Law in Contemporary Society
I am pretty psyched about Eben's "Statement on Interim Grades" because (1) I haven't finished any of my rewrites and (2) I am the only extern in my office and I will finally have someone to talk to now that people will be rocking the TWiki for at least the next month.

Anyway, that brings me to President Obama, who is confusing me, because I thought he was pretty brilliant. I think Senator Obama was a way more capable dude.

1. McChrystal.

I could say a lot about the article's content (with respect to both command and strategy), but either way, this kerfuffle should have been a way for the Obama administration to figure out a way to up and leave, because this whole thing is certainly crazy. John Kerry's voice is loud in my head. Really, how can we ask a man to be the last man to die for the sake of creating civil society in Afghanistan? Unlike Eben, I am more inclined to tend towards supporting a mostly virtual drone war and beefing up our borders and spying (on civilians too, I say).

Now, all we have is Obama putting Petraeus back in charge? Does he do this while still commanding CentCom? ? Maybe Obama has no choice (by which I mean the choice to remain politically viable), since it is almost November, 2010 and there is this nagging problem. I guess the first hope for any sort of draw down is next summer.

2. I am shocked, dismayed, horrified, and let-down by the administration's response to said nagging problem. I did not vote for Obama out of deeply-felt liberal ideology, but because I believe he is a smart and capable person. I was always disappointed that President Bush did not use 9/11 as a way to motivate reduced consumption of oil and to increase resources towards developing renewable energy. At that time, everyone was willing to make efforts that would hurt and handicap the tragedy's perpetrators. The obvious way to do so was to reduce our oil consumption and eventually, the very importance of oil itself. Unfortunately, Bush didn't see it that way, and neither did his chief deputy, the former CEO of the company with contractors on the Deepwater Horizon.

So, I thought the epic disaster of the Deepwater Horizon might provide practical, prudential, non-oil related Obama with a similarly transitional moment to lead America towards a greater focus on renewable energy. A Renewable Horizon, I might say. Besides for causing incalculable damage to resources whose histories exponentially dwarf our existence, oil helps to prop up the regimes, terrorist networks, and geopolitical powers who are our most direct enemies. How is it that foreign policy and environmentalism have not coalesced in a broader movement? How is it that now that the President has the leverage to propose comprehensive funding and action towards renewable energy predicated on those two rationales that he hasn't done anything meaningful? And Eben, perhaps your brother's insight can help to elucidate why environmental groups aren't holding his feet to the fire?

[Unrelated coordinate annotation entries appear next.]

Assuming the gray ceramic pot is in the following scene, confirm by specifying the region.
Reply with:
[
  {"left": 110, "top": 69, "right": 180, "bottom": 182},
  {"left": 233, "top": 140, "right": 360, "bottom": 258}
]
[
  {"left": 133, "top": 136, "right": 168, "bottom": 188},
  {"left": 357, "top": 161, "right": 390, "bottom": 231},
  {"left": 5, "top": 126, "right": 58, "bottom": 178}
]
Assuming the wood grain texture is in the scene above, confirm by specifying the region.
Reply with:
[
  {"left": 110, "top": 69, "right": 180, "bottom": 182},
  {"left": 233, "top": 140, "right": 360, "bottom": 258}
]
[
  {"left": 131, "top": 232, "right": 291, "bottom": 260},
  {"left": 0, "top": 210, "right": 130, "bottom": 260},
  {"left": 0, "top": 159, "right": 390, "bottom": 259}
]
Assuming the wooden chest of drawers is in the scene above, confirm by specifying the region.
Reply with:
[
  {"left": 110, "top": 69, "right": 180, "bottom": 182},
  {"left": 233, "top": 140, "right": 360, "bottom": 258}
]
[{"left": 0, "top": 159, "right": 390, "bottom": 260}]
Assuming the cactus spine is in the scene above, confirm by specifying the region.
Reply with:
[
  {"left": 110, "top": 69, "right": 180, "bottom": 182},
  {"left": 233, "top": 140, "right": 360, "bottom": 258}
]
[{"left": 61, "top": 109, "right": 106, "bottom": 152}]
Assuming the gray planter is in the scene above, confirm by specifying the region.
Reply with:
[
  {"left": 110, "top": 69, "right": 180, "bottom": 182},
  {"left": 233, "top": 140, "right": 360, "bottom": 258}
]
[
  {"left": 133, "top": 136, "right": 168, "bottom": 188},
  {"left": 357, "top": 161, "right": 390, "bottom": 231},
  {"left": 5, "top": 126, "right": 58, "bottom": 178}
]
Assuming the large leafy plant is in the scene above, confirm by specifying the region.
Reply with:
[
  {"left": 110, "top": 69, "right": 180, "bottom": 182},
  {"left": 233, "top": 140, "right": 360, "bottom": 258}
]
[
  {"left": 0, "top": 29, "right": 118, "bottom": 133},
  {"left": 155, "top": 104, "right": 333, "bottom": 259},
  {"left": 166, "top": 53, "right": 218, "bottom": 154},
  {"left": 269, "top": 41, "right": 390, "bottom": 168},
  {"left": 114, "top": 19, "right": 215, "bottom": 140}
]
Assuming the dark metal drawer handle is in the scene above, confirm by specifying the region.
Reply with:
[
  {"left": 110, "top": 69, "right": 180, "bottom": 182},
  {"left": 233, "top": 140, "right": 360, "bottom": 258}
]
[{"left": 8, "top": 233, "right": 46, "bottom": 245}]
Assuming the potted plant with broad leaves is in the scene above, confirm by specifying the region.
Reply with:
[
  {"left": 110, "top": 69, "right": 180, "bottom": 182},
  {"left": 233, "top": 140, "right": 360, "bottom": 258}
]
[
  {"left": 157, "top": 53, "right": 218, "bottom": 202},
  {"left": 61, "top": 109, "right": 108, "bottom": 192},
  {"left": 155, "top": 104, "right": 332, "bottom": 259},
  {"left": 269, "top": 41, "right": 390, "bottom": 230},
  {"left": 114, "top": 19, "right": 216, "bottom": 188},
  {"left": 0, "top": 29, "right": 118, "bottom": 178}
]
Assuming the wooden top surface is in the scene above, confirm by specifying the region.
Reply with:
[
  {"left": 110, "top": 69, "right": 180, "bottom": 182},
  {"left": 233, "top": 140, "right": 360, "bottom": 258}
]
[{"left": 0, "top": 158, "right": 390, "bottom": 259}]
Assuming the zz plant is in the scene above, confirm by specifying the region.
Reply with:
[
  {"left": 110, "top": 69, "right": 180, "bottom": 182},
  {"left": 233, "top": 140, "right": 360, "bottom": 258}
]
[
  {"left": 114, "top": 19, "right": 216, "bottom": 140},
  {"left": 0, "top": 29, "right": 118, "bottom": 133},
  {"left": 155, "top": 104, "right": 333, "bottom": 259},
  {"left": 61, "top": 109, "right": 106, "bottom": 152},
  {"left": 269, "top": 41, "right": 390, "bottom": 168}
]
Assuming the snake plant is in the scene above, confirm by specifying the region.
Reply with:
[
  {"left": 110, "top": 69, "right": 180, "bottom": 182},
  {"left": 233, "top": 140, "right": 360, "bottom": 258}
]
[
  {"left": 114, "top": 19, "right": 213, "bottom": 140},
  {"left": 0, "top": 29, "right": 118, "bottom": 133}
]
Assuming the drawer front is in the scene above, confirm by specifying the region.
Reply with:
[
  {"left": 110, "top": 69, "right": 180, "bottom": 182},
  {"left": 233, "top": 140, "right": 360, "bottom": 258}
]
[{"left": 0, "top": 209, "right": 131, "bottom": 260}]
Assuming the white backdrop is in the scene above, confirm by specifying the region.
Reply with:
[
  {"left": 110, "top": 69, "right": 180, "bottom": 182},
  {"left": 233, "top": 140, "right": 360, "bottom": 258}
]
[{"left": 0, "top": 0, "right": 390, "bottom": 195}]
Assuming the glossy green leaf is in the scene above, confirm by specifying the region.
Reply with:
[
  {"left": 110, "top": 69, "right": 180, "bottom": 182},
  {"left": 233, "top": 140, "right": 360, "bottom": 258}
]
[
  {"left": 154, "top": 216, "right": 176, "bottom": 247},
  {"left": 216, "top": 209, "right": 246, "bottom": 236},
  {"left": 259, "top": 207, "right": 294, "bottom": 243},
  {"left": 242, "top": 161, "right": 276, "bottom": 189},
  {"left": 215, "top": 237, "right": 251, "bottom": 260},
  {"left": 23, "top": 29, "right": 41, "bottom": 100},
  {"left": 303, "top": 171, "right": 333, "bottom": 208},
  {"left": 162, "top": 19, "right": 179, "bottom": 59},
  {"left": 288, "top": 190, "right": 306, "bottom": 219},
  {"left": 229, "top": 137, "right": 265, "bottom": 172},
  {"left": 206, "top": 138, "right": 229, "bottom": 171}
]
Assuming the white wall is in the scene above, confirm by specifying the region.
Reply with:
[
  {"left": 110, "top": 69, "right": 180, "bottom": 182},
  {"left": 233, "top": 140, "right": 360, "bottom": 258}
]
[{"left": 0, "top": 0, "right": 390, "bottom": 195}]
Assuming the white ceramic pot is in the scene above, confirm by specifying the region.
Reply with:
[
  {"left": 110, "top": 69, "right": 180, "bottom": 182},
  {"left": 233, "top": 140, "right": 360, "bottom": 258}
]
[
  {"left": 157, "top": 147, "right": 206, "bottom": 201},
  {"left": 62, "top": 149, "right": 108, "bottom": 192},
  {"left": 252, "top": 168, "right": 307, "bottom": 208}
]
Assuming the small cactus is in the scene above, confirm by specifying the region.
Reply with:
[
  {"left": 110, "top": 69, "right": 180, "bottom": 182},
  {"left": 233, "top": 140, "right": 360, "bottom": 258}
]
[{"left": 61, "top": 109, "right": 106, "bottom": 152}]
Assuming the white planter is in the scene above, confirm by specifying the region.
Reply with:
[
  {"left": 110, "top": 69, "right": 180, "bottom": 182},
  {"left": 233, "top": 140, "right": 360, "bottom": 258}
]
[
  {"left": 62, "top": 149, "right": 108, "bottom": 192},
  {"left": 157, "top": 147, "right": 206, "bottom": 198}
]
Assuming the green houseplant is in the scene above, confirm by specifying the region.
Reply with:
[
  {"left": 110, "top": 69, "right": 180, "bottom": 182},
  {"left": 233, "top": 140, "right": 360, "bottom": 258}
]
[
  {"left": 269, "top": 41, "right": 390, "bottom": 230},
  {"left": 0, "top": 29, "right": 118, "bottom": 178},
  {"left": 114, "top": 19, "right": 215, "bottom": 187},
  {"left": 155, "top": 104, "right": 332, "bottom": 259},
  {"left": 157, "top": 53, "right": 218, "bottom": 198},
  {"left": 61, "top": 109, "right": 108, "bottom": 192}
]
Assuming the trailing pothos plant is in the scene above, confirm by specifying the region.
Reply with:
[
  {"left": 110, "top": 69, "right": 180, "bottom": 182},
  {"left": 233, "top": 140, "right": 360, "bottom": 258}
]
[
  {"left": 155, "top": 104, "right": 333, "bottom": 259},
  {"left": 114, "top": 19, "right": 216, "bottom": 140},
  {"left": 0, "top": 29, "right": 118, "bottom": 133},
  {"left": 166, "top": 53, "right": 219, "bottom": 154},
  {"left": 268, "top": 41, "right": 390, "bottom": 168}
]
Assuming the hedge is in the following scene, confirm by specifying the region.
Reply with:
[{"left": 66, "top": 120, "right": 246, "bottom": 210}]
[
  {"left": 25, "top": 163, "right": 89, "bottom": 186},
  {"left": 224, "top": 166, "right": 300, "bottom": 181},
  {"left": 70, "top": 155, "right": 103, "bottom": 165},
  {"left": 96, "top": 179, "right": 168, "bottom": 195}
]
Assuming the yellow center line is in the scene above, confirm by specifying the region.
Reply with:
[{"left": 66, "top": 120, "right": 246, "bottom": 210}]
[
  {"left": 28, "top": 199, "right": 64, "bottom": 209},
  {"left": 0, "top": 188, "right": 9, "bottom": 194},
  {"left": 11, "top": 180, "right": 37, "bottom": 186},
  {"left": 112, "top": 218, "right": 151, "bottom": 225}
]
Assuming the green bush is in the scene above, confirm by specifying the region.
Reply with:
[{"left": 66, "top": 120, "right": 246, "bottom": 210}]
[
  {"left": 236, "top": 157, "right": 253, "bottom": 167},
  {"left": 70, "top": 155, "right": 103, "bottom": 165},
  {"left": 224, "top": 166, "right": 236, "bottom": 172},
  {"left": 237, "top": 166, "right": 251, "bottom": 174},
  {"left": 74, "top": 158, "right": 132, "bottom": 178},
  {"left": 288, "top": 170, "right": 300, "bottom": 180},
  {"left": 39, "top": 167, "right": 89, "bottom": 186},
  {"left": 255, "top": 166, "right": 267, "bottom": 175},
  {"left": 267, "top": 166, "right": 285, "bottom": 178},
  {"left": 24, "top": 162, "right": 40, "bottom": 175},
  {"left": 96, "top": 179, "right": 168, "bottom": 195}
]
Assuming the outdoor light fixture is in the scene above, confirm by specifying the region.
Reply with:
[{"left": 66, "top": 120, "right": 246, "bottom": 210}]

Surely, the 20 billion dollars for economic loss related claims is something, BUT WHAT ABOUT THE OCEAN? I am not very inclined to look at my property materials at the moment but what happened to the public trust doctrine?

-- NonaFarahnik - 23 Jun 2010

You are not the only one who wants to bring back the the Public Trust Doctrine.

As for Afghanistan, I don't have a satisfactory solution (nor does anyone else), but I do think that the continued use of drone bombings will only cause more problems. As Eben mentioned in class, one emotion is common among terrorists, humiliation. I cannot think of anything that causes more humiliation than mechanically dropping bombs and killing innocent civilians. If our goal in Afghanistan is to prevent terrorism, then drones are not a good tactic to use.

-- JohnAlbanese - 29 Jun 2010

The considerations for the long-term v. short-term fight against terrorism are difficult to balance. If we are pursuing a military strategy in any capacity, it will be humiliating.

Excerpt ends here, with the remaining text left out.